Closed Istar-Eldritch closed 7 years ago

Istar-Eldritch commented 7 years ago

Issue #7 This PR modifies the index.ts so it complains both with the PluginModuleFactory and PluginModule interfaces. This allows for the tsserver 2.2.1 to load the plugin and keeps retro compatibility with previous loaders of this library.

This PR also modifies the project structure in a way that can be interpreted as opinionated. This are the modifications:

The reason for the changes is that the tests also need to be compiled and would pollute the release files.

Also, I believe this release files / artifacts shouldn't be part of the source code. These should be generated right before release. This avoids conflicts in merges etc on files no developer really cares about. The release of this files should be done probably using an npm module.

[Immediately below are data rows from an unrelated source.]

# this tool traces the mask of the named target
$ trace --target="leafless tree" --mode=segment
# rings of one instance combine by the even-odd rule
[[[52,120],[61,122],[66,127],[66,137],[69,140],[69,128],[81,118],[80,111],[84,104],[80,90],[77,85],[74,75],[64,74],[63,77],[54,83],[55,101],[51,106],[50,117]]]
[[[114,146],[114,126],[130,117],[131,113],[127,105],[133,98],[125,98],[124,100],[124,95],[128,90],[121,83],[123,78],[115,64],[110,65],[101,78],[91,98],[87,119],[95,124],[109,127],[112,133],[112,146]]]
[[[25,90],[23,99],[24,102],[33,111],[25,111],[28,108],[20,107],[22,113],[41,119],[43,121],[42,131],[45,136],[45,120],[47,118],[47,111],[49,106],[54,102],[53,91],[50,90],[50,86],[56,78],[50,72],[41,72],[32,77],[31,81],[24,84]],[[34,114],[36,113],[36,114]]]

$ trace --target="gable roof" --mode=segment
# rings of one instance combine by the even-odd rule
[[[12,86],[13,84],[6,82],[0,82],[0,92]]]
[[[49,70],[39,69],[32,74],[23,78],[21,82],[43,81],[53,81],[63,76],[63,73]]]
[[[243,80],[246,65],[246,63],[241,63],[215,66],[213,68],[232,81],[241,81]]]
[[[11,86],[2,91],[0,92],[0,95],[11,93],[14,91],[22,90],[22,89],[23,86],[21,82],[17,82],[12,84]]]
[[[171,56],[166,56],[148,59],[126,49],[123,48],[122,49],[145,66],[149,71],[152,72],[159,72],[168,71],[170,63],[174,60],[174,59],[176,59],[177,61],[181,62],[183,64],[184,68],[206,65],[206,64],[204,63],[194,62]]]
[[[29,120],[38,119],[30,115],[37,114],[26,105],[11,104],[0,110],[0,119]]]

I also modified the package.json file:

angelozerr commented 7 years ago

@Istar-Eldritch thanks for your PR. For the removed compiled js files, I have tried to follow the same idea than TypeScript which have a lib folder and which contains compiled js files. So why could not do that?

Why do you use tape (I didn't know) and not mocha, chai like TypeScript?

angelozerr commented 7 years ago

For compiled js files, it seems angular language service doesn't host js files https://github.com/angular/angular/tree/master/packages/language-service

I'm OK with that. It's just the .build folder which seems strange (I have never seen that). I think we should activate test too with travis.

Istar-Eldritch commented 7 years ago

I'm glad you found other repos that do not keep the deployment files. Having the compiled files in the repo sounds to me like committing the java artifacts or classes. It doesn't really add value and it may in fact create problems with merges and conflicts, appart from deviating the attention during CR from the changes that really matter in the project.

Regarding the reasons behind I started with tape and not mocha, this blog post summarizes it quite well.

At @repositive we switched from mocha to tape 6 months ago for all our backend services, and we won't look back. The reason we switched was the shared state of the tests, at that moment I was doing some crazy test with streams, and the simplicity of the structured vs stateful tests helped a lot.

As I told you, I'm used to do stuff with mocha, so if you see benefits on using it I can change the PR.

angelozerr commented 7 years ago

Thanks a lot @Istar-Eldritch for your great claraification. I'm not a big expert with JS tests framworks, so I trust you.

I think next step is to execute test with travis.